For twenty-three years Dennis Laite and the Ladysmith Resources Centre have celebrated anniversaries together.
He signed on as volunteer Treasurer of the newly formed LRC when it first opened its doors; then in 1995 – when he retired from the RCMP – he was hired as ED, saying it would only be a short time until the board found someone else for the job.
Now, as the last original member of LRC’s board and staff still reporting for duty, Laite is saying goodbye. “Here we are today, 23 years later, seeing Dennis retiring from his second career, one very dear to his heart,” said Sharon Hamilton in a retirement tribute.
The Ladysmith Resources Centre started out in a space at 225 High Street, where Dr. Marshall Butcher’s practice is located now. Laite built partitions, installed phones and moved in furniture.
Then the centre moved to 112 French Street, where Telford’s Burial & Cremation Centre is located. “That space we hugely renovated as well, and it housed us for several years until we were bursting at the seams,” Hamilton recollected.
Back then the Centre provided office space for probation services, the Canadian Cancer Society, its first youth worker, a home support worker and the Chamber of Commerce. “It’s where Dennis began his career as Executive Director,” Hamilton said.
From there the Centre moved to the First Avenue location currently housing the Museum. Then in 2011, it moved to its brand new Second Avenue site at Spirit Square.
In 1997 the Town approached the LRC to take over the Christmas Cheer program. “It was certainly a good thing Dennis had a truck, because he was kept very busy that first year picking up food supplies and gifts for the hampers,” Hamilton said.
“On Christmas Eve, he was called from a family dinner to deliver a hamper to a family who had not received theirs. He made it happen, delivering a box with food and gifts to the family.”

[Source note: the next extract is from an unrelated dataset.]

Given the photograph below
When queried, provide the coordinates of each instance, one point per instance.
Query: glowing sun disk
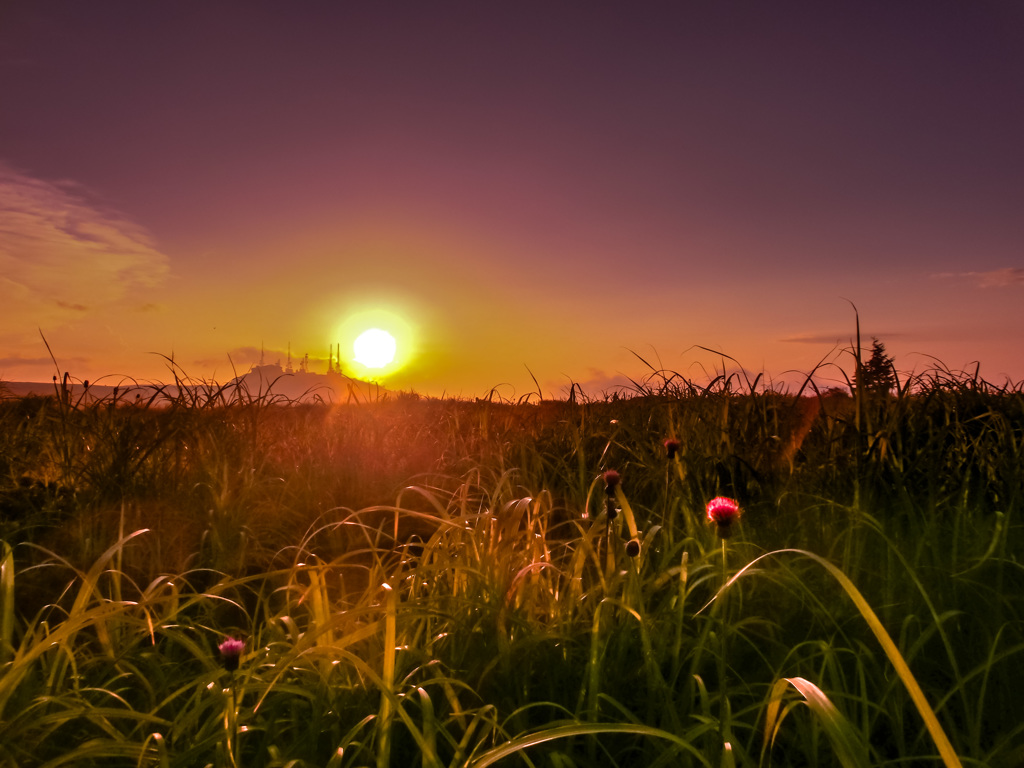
(374, 348)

Wednesday nights have usually found Laite volunteering to help run a community bingo that was turned over to the LRC in 1995 – he routinely puts in six hour stints for an event that raises funds to keep the LRC going.
Said Hamilton, “Looking back over the years, a portrait of Dennis would show a diligent, very caring, optimistic, hard working and honest man, always willing to volunteer his time in whichever way was needed to help someone else.”
“He never complained, just got on with it,” she said. “His values and hard work have brought the Centre to the place it is today. Dennis could look at a problem and come up with a solution to make it happen or make it right.”